1Department of Endocrinology, Diabetes and Metabolism, National Expertise Centre for Rare Diseases, Evangelismos General Hospital of Athens, Athens; [email protected]; 2Department of Pathology, Evangelismos General Hospital of Athens, Athens


Background: In patients with adrenal nodules increased 17-OH Progesterone (17-OHP) does not necessarily indicate congenital adrenal hyperplasia (CAH) since adrenocortical tumors may harbor defects in steroidogenesis resulting in high steroid precursors, either basally or, usually, after Synacthen stimulation. Secretion of precursors has been associated with malignancy but it can also be present in benign adenomas.

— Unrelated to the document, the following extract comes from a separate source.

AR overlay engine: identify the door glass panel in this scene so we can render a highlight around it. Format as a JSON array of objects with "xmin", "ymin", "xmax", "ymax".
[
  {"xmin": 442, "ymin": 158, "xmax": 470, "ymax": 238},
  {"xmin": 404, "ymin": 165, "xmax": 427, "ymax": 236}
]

Case Presentation: A 62-year-old lady with hypertension and dyslipidemia was referred for bilateral incidentalomas (a left mass gradually increasing over 14 years from 2.3 to 4.7 cm and a stable 1.4 cm right adenoma known since 2016). Past medical and gynaecological history were unremarkable. On clinical examination mild moon face and central myopathy were noted, BMI was 28.4 kg/m2. Hormonal investigation showed mild autonomous cortisol excess (cortisol post 1 mg dexamethasone 2 μg/dl) ACTH 16.9 pg/ml and UFC 61 μg/24h. Basal levels of 17-OHP were high but varied widely on three occasions (50.6, 29.3 & 12.5 ng/ml) whereas androgens were low (testosterone 6 ng/dl, androstenedione 0.9 ng/ml and DHEA-S<15 μg/dl). Stimulated levels of 17-OHP were 49.5ng/ml. The patient underwent left adrenalectomy (5 cm, Ki-67:1%, Weiss: 0/9), the levels of 17-OHP normalized (2 ng/ml) whereas androgens remained suppressed. She did not develop adrenal insufficiency (morning cortisol 12.1 μg/dl, ACTH 46.8 pg/ml).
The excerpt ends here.